A  duemilacinquecento anni di distanza un nuovo Gorgia si è voluto cimentare nel perorare una causa  disperata, anzi ancora più disperata: quella di dimostrare l’assoluta innocenza della Giunta regionale lombarda nel disastro vaccinale della Lombardia. Il novello Gorgia è il direttore di Libero Pietro Senaldi e la causa da lui perorata è ancora più disperata perché si tratta di dimostrare l’innocenza di rei confessi. Sì, perché mentre la Lombardia annaspava agli ultimi posti tra le regioni d’Italia per dosi somministrate (cosa riportata da tutti i mass media) si verificavano i seguenti episodi: l’assessore alla sanità Gallera, investito dal vituperio generale (compreso di Salvini) era costretto a dimettersi; successivamente anche  l’intero consiglio d’amministrazione di ARIA, la società incaricata di organizzare le vaccinazioni, si dimetteva; il nuovo assessore alla sanità lombarda Letizia Moratti, infine, chiedeva pubblicamente scusa per i gravi disservizi patiti dai suoi corregionali.

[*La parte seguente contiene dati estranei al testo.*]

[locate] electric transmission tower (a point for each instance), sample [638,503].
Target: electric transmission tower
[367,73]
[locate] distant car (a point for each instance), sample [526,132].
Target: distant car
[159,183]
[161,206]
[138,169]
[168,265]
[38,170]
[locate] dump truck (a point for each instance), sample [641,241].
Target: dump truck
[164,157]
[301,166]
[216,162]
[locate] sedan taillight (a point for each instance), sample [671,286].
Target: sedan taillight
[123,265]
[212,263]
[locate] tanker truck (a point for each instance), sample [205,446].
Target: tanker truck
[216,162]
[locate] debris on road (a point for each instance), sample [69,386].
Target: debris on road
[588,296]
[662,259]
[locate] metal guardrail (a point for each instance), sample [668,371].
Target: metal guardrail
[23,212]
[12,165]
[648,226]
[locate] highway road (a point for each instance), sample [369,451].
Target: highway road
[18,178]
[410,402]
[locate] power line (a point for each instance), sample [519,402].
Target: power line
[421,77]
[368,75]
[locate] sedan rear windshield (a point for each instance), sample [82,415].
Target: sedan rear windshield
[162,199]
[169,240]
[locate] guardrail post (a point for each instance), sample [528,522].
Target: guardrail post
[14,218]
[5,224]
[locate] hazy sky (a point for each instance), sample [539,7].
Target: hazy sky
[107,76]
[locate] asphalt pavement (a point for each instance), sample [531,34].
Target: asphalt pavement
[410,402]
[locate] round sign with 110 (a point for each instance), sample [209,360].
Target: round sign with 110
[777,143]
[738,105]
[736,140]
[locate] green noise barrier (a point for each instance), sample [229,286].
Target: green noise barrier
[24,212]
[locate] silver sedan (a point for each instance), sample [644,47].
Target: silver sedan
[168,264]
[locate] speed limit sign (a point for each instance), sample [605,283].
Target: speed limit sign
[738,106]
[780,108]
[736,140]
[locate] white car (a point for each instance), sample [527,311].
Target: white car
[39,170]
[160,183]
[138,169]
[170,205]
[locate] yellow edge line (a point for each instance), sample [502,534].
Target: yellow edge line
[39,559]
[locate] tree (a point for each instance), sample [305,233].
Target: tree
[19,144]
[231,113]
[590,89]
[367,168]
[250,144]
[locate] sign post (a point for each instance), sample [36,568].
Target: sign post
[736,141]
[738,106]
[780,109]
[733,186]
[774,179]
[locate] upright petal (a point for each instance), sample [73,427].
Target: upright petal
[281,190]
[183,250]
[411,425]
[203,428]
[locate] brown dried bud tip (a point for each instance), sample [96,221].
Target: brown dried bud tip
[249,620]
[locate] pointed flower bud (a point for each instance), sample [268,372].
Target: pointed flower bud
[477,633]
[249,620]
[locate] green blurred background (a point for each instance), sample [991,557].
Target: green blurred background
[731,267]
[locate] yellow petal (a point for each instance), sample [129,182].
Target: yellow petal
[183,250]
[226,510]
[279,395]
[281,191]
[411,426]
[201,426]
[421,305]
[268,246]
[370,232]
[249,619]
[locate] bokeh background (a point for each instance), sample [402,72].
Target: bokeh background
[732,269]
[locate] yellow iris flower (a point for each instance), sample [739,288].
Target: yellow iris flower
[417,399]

Ma Senaldi, imperterrito, intervenendo a L’aria che tira, la trasmissione condotta da Myrta Merlino su La 7, ha avuto i coraggio di sostenere, facendo dei cervellotici calcoli matematici, che la Lombardia non era affatto indietro con la somministrazione dei vaccini, e soprattutto che se qualche ritardo accusava rispetto al Lazio (portato da tutti a modello di efficienza nella campagna di vaccinazione), era dovuto al fatto che la Lombardia aveva avuto un numero inferiore di dosi di vaccino in rapporto alla popolazione: meno dosi di vaccino si hanno, ha concluso il direttore di Libero , meno vaccinazioni si fanno.

A Senaldi, però, sono sfuggite due cose:

1.  I ritardi della Lombardia non sono dovuti a mancanza di vaccini ma a difetti di organizzazione delle operazioni di vaccinazione, a partire  dalle comunicazioni ai vaccinandi, o non avvisati in tempo o avvisati con sms durante la notte ed inviati a decine di chilometri di distanza dalla propria residenza;

2.  La valutazione dell’efficienza del sistema sanitario di ogni regione è stata fatta non sulla base del numero assoluto delle vaccinazioni effettuate, ma stabilendo un rapporto tra dosi somministrate e dosi disponibili. Se, pertanto, le dosi disponibili fossero state di più il rapporto tra dosi somministrate e dosi disponibili sarebbe peggiorato.

Se quindi  Senaldi volesse cimentarsi (emulo del filosofo di Lentini) nella composizione di un Encomio della Moratti, gli consigliamo di trovare argomenti  un po’ più solidi.